Peter Brueghel, o Velho, Os Inválidos (Os Mendigos), 1568 (pormenor)
O medo que tenho de envelhecer não tem nada a ver com o medo que tenho de ficar velha.
A velhice soa-me a poesia, a história, a vida, a sabedoria – sim, quem lá chega diz que esta não passa de uma visão romântica da inevitabilidade. Posso até aceitar, mas o certo é que tenho fascínio pelos velhos, sempre quis ser velha, desde cedo. Não há companhia que os supere.
O meu medo de envelhecer não são as rugas, nem as dores ou a perda auditiva. Envelhecer assusta-me porque no dia em que eu for velha não terei comigo os mais velhos. Aqueles a quem sempre fiz questão de me juntar. Quando era criança gostava muito mais de professores do que de colegas, na família sempre gostei muito mais dos avós do que dos primos, continuo a preferir as tabernas aos bares e discotecas; o estado de espírito que me causa uma telefonia nunca será igualado pelos aparelhos futuristas da atualidade, nem a estória do e-book terá o odor da datilografia.
O meu medo da velhice é a ausência dos que me fazem sonhar.
O meu pai não gosta que eu fale disto, diz que o futuro sempre há de ser melhor que o passado e o saudosismo é uma treta inútil; mas eu não aprendi a peneirar sentimentos – ficam-me todos, aninhados como filhos prodígio de uma leitura de mundo.
Eu não quero envelhecer porque não vou ter quem me conte como é que a vida acontecia nos tempos rústicos. Tenho medo de um futuro sem estórias para contar, sem olhos nos olhos, sem água no poço, sem fornos a lenha ou máquinas de costura a gritar o som vivo do pedal.

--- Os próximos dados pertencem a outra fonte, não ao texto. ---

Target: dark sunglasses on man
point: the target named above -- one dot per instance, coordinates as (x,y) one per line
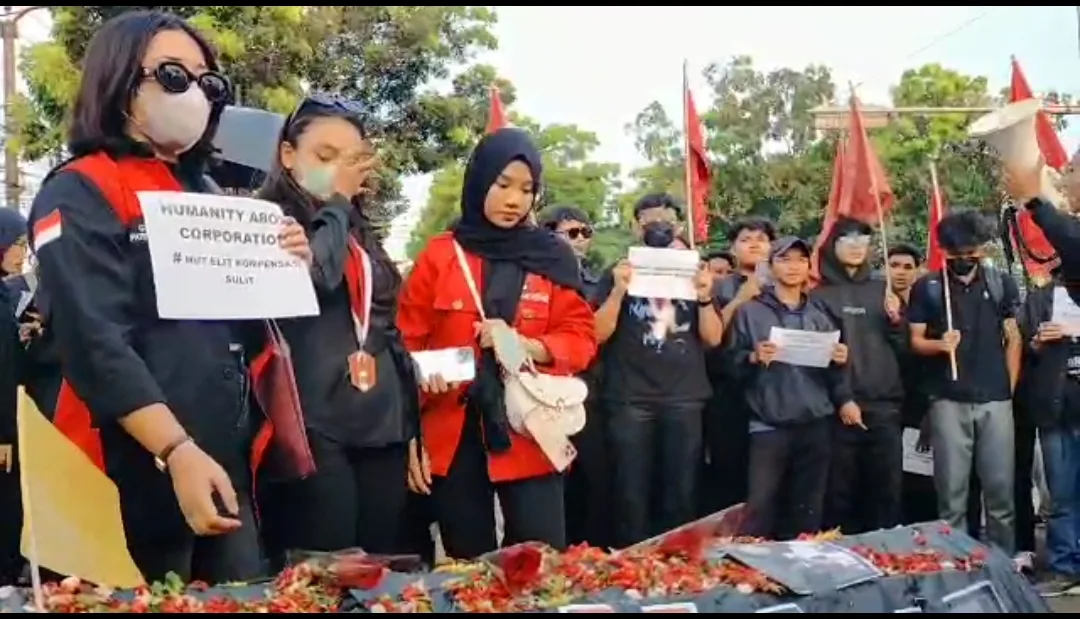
(574,233)
(175,78)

Sem relógios de parede. Sem senhoras de avental com amêndoas nos bolsos.
Se a humanidade de amanhã recuperar o que a minha geração os impediu de conhecer, talvez eu me anime para a velhice.
Será que algum dia os mais novos saberão ser velhos?
Ana Sofia Brito é performer e artista de rua por opção, embora também mantenha a arte de palco; frequentou o Chapitô e estudou teatro físico na Moveo, em Barcelona.